Los pediatras tienen bula. Si un padre mosqueado le comenta a cualquier conocido que vaya cómo se ha columpiado el pediatra, siempre le van a responder lo mismo: claro, es que lo suyo es muy difícil porque los bebés no dicen dónde les duele ni explican qué sienten. Sí, muy bien, pero entonces se imponen dos conclusiones, a cual más sorprendente. Una, que lo de los veterinarios es prodigioso, pues, que se sepa, tampoco el perro y el gato dicen mayor cosa sobre sus dolencias y, sin embargo, los veterinarios suelen dar en el clavo. La otra, que, por esa regla de tres, lo de los médicos de adultos no tiene un puñetero mérito, pues no hacen más que seguirle el rollo al paciente, que es quien se autodiagnostica.
La consulta en pediatría suele terminar en unas consideraciones sobre la dieta ideal y, a veces, con la entrega de un folleto sobre alimentación infantil perfecta. Procuren que coma verdura, fruta y queso todos los días, pescado cada dos, carne cada tres y un par de huevos a la semana, amén de cereales, arroz con leche, compota de kiwi y pastel de salmón. Ostras, doctor, pero es que no conseguimos meterle ni un yogur. ¿No? Pues entonces es porque le está saliendo un diente o tiene gases, así que tranquilos y déjenlo que coma lo que le dé la gana, pues la naturaleza es muy sabia y lo mejor es no interferir en sus procesos.
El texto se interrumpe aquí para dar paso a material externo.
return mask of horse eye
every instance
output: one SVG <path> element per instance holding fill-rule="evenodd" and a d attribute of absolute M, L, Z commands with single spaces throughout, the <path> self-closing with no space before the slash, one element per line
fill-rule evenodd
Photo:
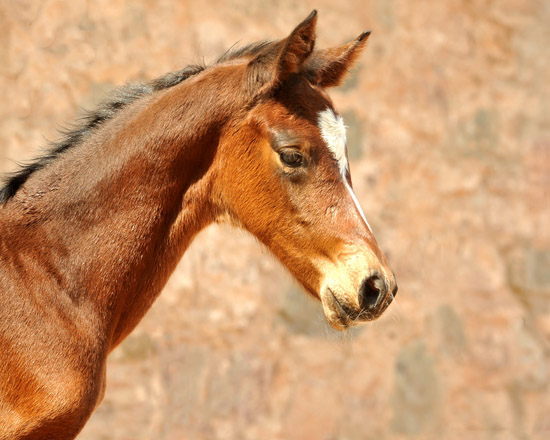
<path fill-rule="evenodd" d="M 281 158 L 281 162 L 283 162 L 286 166 L 296 168 L 302 165 L 303 157 L 296 150 L 281 151 L 279 153 L 279 157 Z"/>

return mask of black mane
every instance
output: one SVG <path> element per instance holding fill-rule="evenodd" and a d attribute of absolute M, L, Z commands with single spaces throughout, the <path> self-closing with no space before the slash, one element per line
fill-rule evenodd
<path fill-rule="evenodd" d="M 212 65 L 258 55 L 270 44 L 270 42 L 258 42 L 243 48 L 230 49 Z M 8 174 L 3 179 L 4 185 L 0 187 L 0 204 L 6 203 L 13 197 L 32 173 L 46 167 L 66 150 L 80 144 L 94 129 L 101 126 L 105 121 L 112 119 L 123 107 L 159 90 L 174 87 L 206 68 L 206 65 L 190 65 L 182 70 L 167 73 L 148 83 L 128 84 L 114 89 L 98 108 L 85 112 L 72 129 L 62 132 L 62 139 L 50 144 L 50 147 L 42 156 L 23 164 L 18 171 Z"/>

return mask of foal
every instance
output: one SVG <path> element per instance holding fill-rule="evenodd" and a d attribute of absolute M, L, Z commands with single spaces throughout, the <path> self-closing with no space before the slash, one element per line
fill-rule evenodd
<path fill-rule="evenodd" d="M 333 327 L 386 309 L 395 278 L 325 92 L 368 33 L 315 51 L 315 23 L 121 89 L 0 189 L 0 439 L 78 434 L 108 353 L 212 222 L 256 236 Z"/>

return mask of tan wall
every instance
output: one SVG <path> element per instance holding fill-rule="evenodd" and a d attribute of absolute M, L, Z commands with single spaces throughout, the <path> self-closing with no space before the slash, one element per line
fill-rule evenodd
<path fill-rule="evenodd" d="M 285 36 L 373 34 L 332 92 L 397 301 L 347 334 L 204 231 L 113 353 L 81 439 L 550 438 L 550 3 L 0 1 L 0 170 L 113 85 Z"/>

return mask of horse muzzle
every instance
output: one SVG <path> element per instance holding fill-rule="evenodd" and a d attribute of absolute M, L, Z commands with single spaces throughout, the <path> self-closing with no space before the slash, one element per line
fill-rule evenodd
<path fill-rule="evenodd" d="M 345 330 L 380 317 L 397 294 L 395 276 L 375 271 L 349 289 L 349 283 L 329 280 L 321 291 L 323 311 L 329 324 L 337 330 Z M 355 283 L 353 283 L 355 284 Z"/>

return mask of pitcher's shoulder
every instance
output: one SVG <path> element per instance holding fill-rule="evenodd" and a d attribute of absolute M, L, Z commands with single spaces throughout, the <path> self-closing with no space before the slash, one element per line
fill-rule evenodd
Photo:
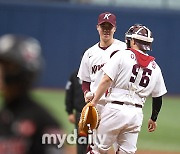
<path fill-rule="evenodd" d="M 126 46 L 126 43 L 123 42 L 123 41 L 120 41 L 118 39 L 114 39 L 114 44 L 117 44 L 118 46 L 120 46 L 122 49 L 126 49 L 127 46 Z"/>

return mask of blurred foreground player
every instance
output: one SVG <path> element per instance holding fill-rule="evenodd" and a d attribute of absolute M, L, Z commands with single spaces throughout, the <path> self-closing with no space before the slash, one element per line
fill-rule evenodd
<path fill-rule="evenodd" d="M 60 127 L 30 94 L 42 62 L 36 39 L 10 34 L 0 37 L 1 154 L 63 153 L 56 145 L 42 144 L 43 134 L 59 133 Z"/>

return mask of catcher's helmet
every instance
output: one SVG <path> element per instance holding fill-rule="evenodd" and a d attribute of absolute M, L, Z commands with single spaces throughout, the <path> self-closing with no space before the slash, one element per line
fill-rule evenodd
<path fill-rule="evenodd" d="M 128 48 L 130 48 L 131 39 L 134 39 L 136 45 L 143 51 L 151 50 L 151 43 L 154 40 L 152 32 L 141 24 L 131 26 L 125 33 L 125 41 Z"/>
<path fill-rule="evenodd" d="M 3 35 L 0 37 L 0 62 L 18 67 L 16 73 L 6 73 L 6 80 L 31 82 L 43 64 L 40 43 L 35 38 L 24 35 Z"/>

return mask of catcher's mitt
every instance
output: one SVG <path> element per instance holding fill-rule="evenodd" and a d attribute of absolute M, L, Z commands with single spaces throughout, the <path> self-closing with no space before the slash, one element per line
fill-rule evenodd
<path fill-rule="evenodd" d="M 79 135 L 88 135 L 88 124 L 90 124 L 90 129 L 96 129 L 99 125 L 100 116 L 96 107 L 92 106 L 91 103 L 87 103 L 81 112 L 81 117 L 79 120 Z"/>

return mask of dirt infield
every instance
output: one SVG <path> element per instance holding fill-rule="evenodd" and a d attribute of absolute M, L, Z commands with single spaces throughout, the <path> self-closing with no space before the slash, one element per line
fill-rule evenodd
<path fill-rule="evenodd" d="M 76 154 L 75 146 L 67 146 L 65 154 Z M 108 152 L 108 154 L 114 154 L 112 150 Z M 163 151 L 146 151 L 146 150 L 138 150 L 136 154 L 180 154 L 180 152 L 163 152 Z"/>

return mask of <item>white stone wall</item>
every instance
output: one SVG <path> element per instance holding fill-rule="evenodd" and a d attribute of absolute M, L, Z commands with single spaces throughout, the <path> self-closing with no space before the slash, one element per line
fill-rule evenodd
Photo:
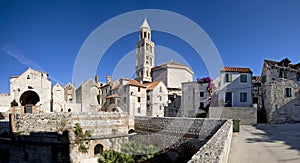
<path fill-rule="evenodd" d="M 208 83 L 199 84 L 197 82 L 182 83 L 182 97 L 181 97 L 181 116 L 196 117 L 200 111 L 200 103 L 204 107 L 209 104 L 209 92 L 207 91 Z M 200 97 L 200 92 L 204 93 Z"/>
<path fill-rule="evenodd" d="M 225 74 L 232 74 L 232 81 L 226 82 Z M 247 75 L 247 83 L 240 82 L 240 75 Z M 218 102 L 219 105 L 223 106 L 225 104 L 225 94 L 226 92 L 232 92 L 232 106 L 233 107 L 250 107 L 252 106 L 252 74 L 251 73 L 239 73 L 239 72 L 221 72 L 220 82 L 217 84 L 219 86 Z M 240 93 L 247 93 L 247 101 L 240 101 Z"/>
<path fill-rule="evenodd" d="M 76 102 L 81 104 L 81 112 L 95 112 L 100 108 L 97 94 L 98 88 L 91 78 L 76 90 Z"/>
<path fill-rule="evenodd" d="M 53 112 L 66 112 L 65 89 L 60 84 L 55 84 L 52 89 Z"/>
<path fill-rule="evenodd" d="M 11 96 L 8 94 L 0 95 L 0 112 L 5 113 L 10 108 L 10 103 L 12 102 Z"/>
<path fill-rule="evenodd" d="M 168 88 L 179 88 L 181 89 L 181 83 L 183 82 L 192 82 L 193 81 L 193 74 L 188 72 L 185 69 L 179 68 L 168 68 Z"/>
<path fill-rule="evenodd" d="M 168 89 L 164 83 L 160 82 L 147 95 L 150 97 L 147 100 L 147 105 L 150 106 L 147 108 L 147 116 L 164 117 L 164 108 L 168 105 Z"/>

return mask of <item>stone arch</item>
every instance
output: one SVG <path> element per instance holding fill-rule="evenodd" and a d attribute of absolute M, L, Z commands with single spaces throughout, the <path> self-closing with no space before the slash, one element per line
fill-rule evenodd
<path fill-rule="evenodd" d="M 100 156 L 103 154 L 103 145 L 102 144 L 97 144 L 94 147 L 94 156 Z"/>
<path fill-rule="evenodd" d="M 26 91 L 20 97 L 20 103 L 22 106 L 33 105 L 40 101 L 39 95 L 34 91 Z"/>
<path fill-rule="evenodd" d="M 128 131 L 128 134 L 133 134 L 133 133 L 135 133 L 134 129 L 130 129 L 130 130 Z"/>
Regresa al hogar la familia al completo, todos reconfortados, y a los papás se les pone una beatífica sonrisa mientras la luz de sus ojos intenta clavarle al perro un abrecartas por salva sea la parte y se traga aquella espada tan preciosa de la figura de Lladró que teníamos en el salón, concretamente la figura azul cobalto. Progresa adecuadamente, ya nos lo dijo el pediatra. Qué tranquilidad, mi amol.
3 comentarios:
Esto sólo pasa con el primero. Relax.
Sólo un maestro puede verter tan elocuente contenido en tan insipiente forma. Me extrañé cuando leí sobre el nuevo rincón, no me explicaba cómo iba a entrar en el tema, hasta pensé que iba a terminar dando cursos prematrimoniales en DURALEX. Mis prejuicios quedaron atrás, y mis juicios siguen en calificación ascendente.
Mi Churumbela Minor (2a 6m) espera a que la pediatra se confíe y le suele dar un cabezazo en el pecho, rollo Zidane vs. Materazzi pero con más frialdad y más decisión. Suele darle en el esternón y suena como un seco "thump". Pero el otro día pilló teta y la pobre mujer casi se desmaya del dolor. ¿Quiere que se la presente a su Elsa de Usted? Puede ser el inicio de una venganza organizada contra el género pediatra...
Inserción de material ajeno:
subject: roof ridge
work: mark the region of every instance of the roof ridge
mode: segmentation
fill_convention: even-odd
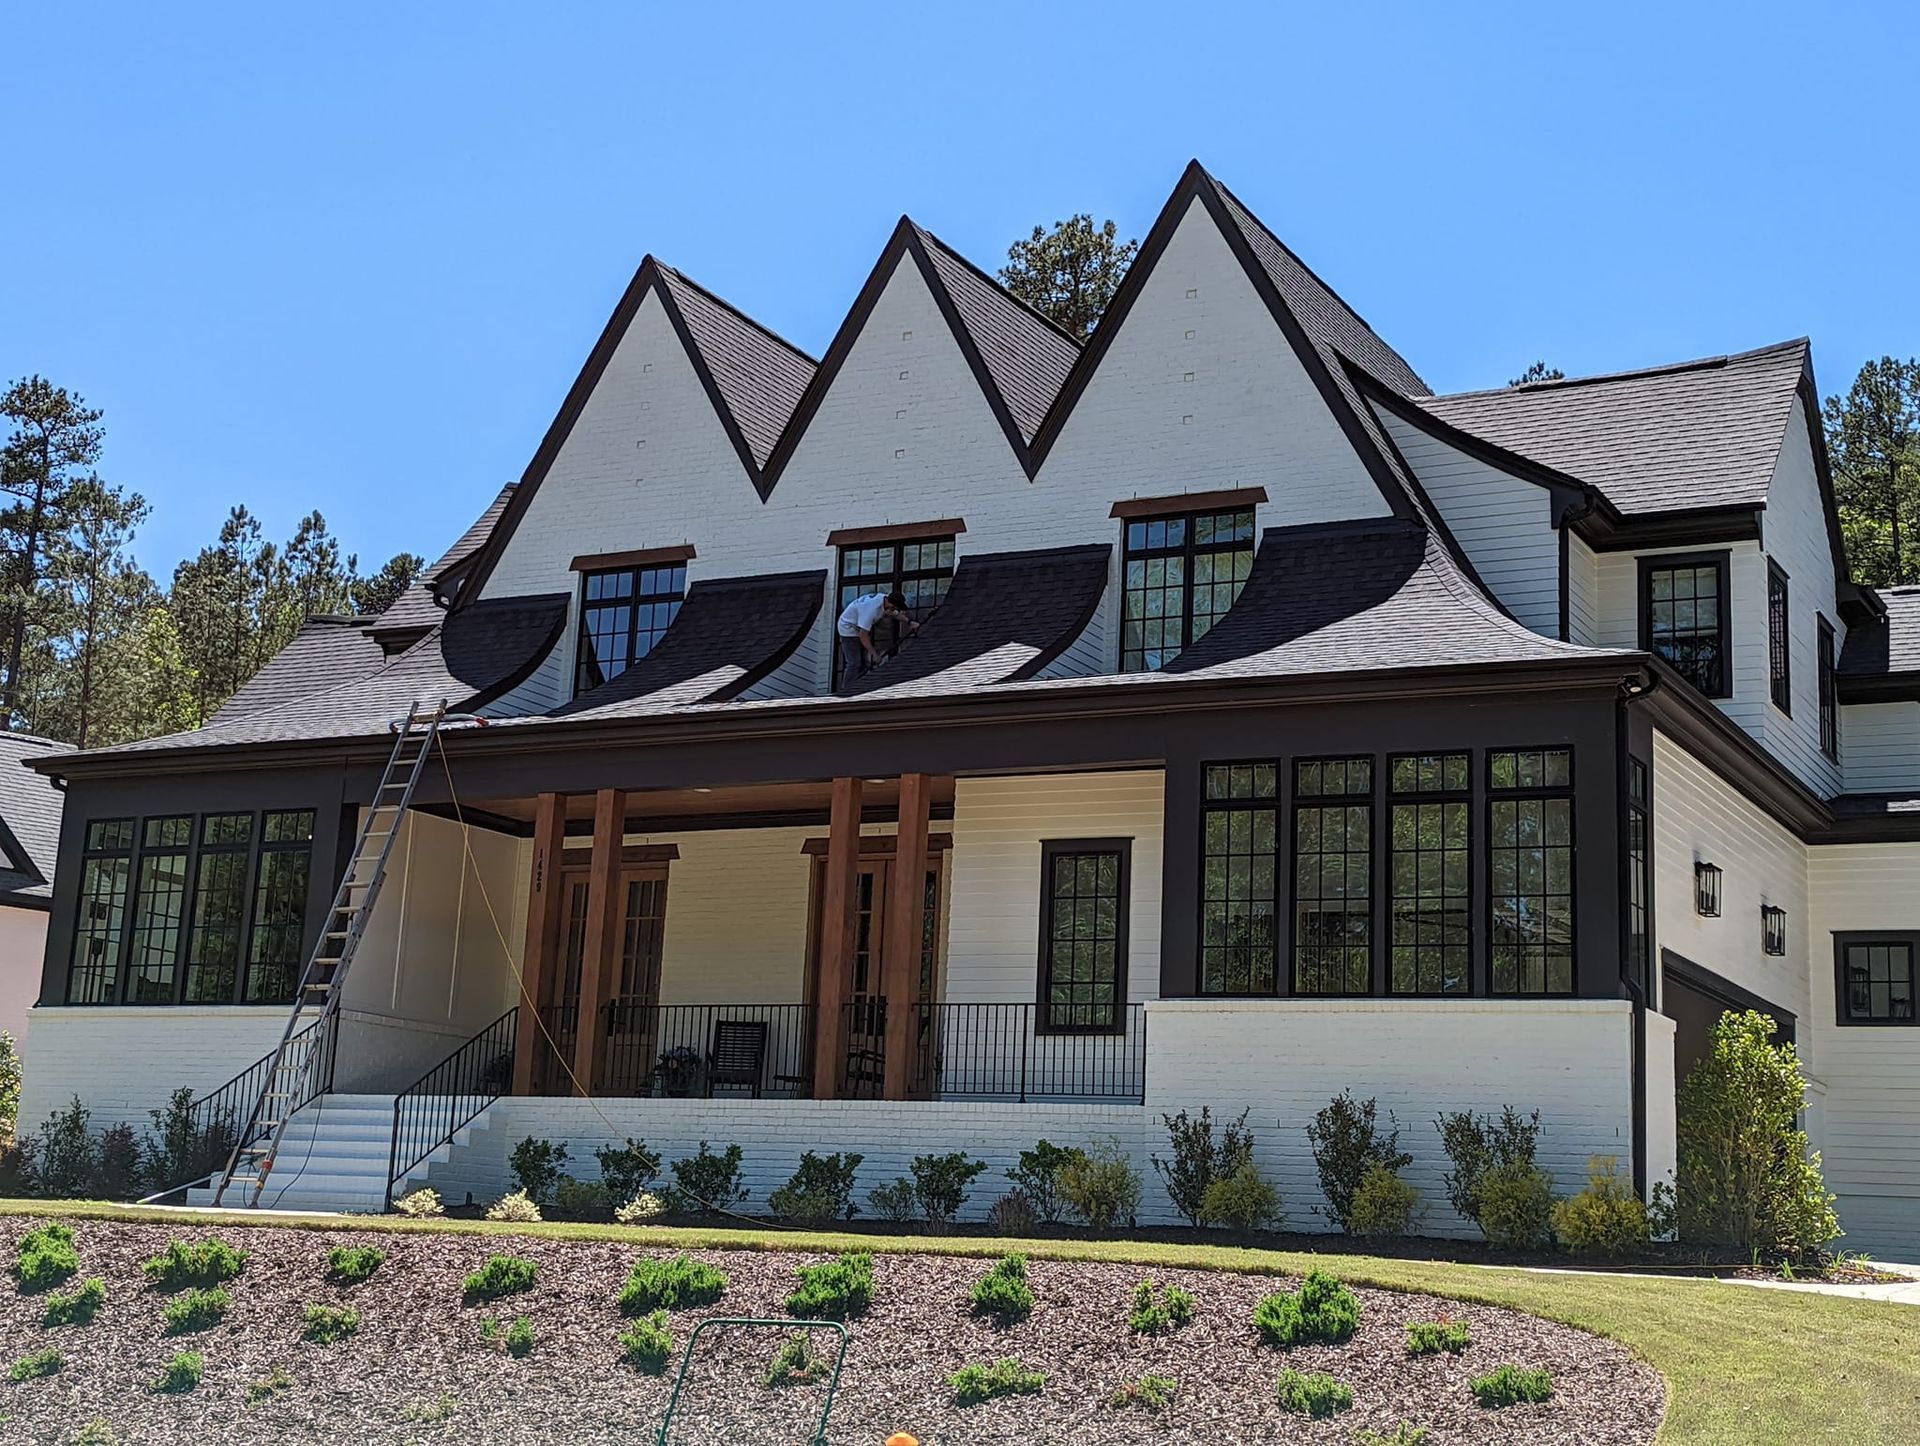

P.S. Una anésdotan. Con las "Leyes de Megan", en algunos Estados es obligatorio que los pederastas comuniquen sus cambios de residencia a la policía local. En ocasiones, esos datos se filtran y se organizan bonitos linchamientos. Pues bien: con la paranoia, unos vecinos leyeron en la placa de una clínica "pediatra", lo confundieron con "pederasta" y casi inician un linchamiento.